The governor has been savaged personally, and his speech this June at a Special Olympics ceremony was interrupted by protestors dressed — I’m not kidding — as zombies.  Classy bunch.  Bear in mind, some of these miscreants are teaching your children.  Where are the civility monitors who demand the smelling salts every time Sarah Palin or Rush Limbaugh offers an opinion?

I find it intellectually lazy to embrace public figures just because they are targeted by leftist hordes, but someone as progressively uncool as Scott Walker can’t be all bad:  a Boy Scout, inspired as a youth by Reagan and a champion of tax cuts.

Somehow, New Jersey’s blustery Chris Christie was touted for standing his ground against collectivized labor, but it is Governor Walker who has felt the most heat, and he deserves the moral support of not just every conservative but any American who values limited government and reasoned, issues-oriented discourse.

The governor is now the subject of a recall effort in his state.  Petition drives are underway at this very moment, and activists have already ousted two of six Republicans on ballots this summer for recall.  Men such as Walker, who consider themselves Americans first as opposed to mere extras in a rage-of-the-day production for the nightly news, are all that stand between a free capitalist society and, say, Europe.

At times, America seems precariously close to the statist’s primary (but not ultimate) goal of 51 percent of the population permanently dependent on government, either through direct subsidy or employment or both.  Sealing America’s fate is the fact that those ties between citizen and state are emotional and not to be easily broken by appeals to reason and individual empowerment.

So, the mob members are fueled by the inertia of their mere numbers, and public policy is soon dictated by who can shout the loudest or stand outside the capital the longest waving a sign of Walker with a Hitler mustache.

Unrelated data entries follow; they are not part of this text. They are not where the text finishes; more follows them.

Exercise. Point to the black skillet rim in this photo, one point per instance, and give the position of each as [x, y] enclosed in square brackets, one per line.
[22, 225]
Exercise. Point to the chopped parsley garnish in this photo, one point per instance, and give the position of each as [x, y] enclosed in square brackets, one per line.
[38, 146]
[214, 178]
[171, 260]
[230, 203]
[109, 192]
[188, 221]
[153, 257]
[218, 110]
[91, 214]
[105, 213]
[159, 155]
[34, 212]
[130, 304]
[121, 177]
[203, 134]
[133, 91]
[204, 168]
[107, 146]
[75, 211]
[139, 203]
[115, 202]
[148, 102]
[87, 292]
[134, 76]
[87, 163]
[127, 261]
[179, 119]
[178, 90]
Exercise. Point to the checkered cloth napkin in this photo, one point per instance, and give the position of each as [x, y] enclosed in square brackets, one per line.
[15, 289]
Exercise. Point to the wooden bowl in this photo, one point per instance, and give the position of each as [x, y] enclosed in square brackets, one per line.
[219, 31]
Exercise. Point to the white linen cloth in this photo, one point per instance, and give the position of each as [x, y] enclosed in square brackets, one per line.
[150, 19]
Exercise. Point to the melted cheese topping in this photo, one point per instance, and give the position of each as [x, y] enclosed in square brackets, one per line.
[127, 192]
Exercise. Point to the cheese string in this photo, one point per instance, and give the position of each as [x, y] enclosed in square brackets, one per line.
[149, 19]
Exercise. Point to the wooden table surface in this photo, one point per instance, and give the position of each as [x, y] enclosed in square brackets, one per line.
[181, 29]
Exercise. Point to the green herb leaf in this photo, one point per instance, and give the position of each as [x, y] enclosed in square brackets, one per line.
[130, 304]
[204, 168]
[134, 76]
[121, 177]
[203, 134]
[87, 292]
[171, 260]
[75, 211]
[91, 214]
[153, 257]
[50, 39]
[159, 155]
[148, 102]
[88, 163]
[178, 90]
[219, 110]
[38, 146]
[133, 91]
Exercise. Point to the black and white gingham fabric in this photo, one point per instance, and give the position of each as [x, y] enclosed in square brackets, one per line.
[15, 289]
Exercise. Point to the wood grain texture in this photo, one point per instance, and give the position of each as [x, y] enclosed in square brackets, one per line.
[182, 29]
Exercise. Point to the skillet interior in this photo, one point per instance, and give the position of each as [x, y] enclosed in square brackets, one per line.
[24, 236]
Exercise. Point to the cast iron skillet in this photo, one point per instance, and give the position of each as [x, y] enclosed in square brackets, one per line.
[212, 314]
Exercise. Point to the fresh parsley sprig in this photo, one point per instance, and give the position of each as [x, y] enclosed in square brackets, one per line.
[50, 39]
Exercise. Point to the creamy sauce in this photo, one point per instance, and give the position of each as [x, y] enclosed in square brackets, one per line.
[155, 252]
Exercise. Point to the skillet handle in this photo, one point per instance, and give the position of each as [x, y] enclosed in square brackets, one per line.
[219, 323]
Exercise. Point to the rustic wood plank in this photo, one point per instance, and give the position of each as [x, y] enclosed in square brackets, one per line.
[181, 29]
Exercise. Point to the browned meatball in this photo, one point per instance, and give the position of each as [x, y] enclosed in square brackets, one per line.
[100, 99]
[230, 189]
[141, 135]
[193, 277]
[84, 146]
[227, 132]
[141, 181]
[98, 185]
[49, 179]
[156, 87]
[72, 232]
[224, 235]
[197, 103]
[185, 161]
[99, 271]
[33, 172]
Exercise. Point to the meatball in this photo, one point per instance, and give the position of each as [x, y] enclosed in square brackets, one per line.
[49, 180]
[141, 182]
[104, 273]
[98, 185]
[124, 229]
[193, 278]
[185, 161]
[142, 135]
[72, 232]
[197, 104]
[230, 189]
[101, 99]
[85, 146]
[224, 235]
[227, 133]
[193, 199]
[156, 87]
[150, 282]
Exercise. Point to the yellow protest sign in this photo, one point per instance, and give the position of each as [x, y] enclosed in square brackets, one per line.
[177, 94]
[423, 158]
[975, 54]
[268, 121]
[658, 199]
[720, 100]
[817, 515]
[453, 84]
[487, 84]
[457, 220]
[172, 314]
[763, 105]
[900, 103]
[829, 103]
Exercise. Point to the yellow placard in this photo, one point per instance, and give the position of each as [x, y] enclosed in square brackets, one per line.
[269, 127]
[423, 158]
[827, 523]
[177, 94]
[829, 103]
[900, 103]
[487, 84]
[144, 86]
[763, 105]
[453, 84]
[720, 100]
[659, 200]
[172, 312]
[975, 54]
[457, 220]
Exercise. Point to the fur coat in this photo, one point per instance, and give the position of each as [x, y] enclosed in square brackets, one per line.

But the governor never buckled.  Republican primary voters, we are told, are pining for a true conservative voice not swayed by prevailing collectivist passions.  Well, the staid and dignified Walker is your man, at least in terms of standing his ground against public sector unions.  He is no less a statesman than Christie, and while nothing written here should be taken as an official endorsement of any sort, the man just needs to know that small-government patriots have his back, as do all Americans who value sane,  reasoned (albeit passionate) discourse.

Leaders such as Walker seldom seek personal glory, but they do occasionally need the goodwill of supporters.  Greece or the United States of America?  Free, independent citizens or bile-spewing mobs?  Let’s opt for freedom and all hail Scott Walker.

David Bozeman, former Libertarian Party Chairman, is a Liberty Features Syndicated writer.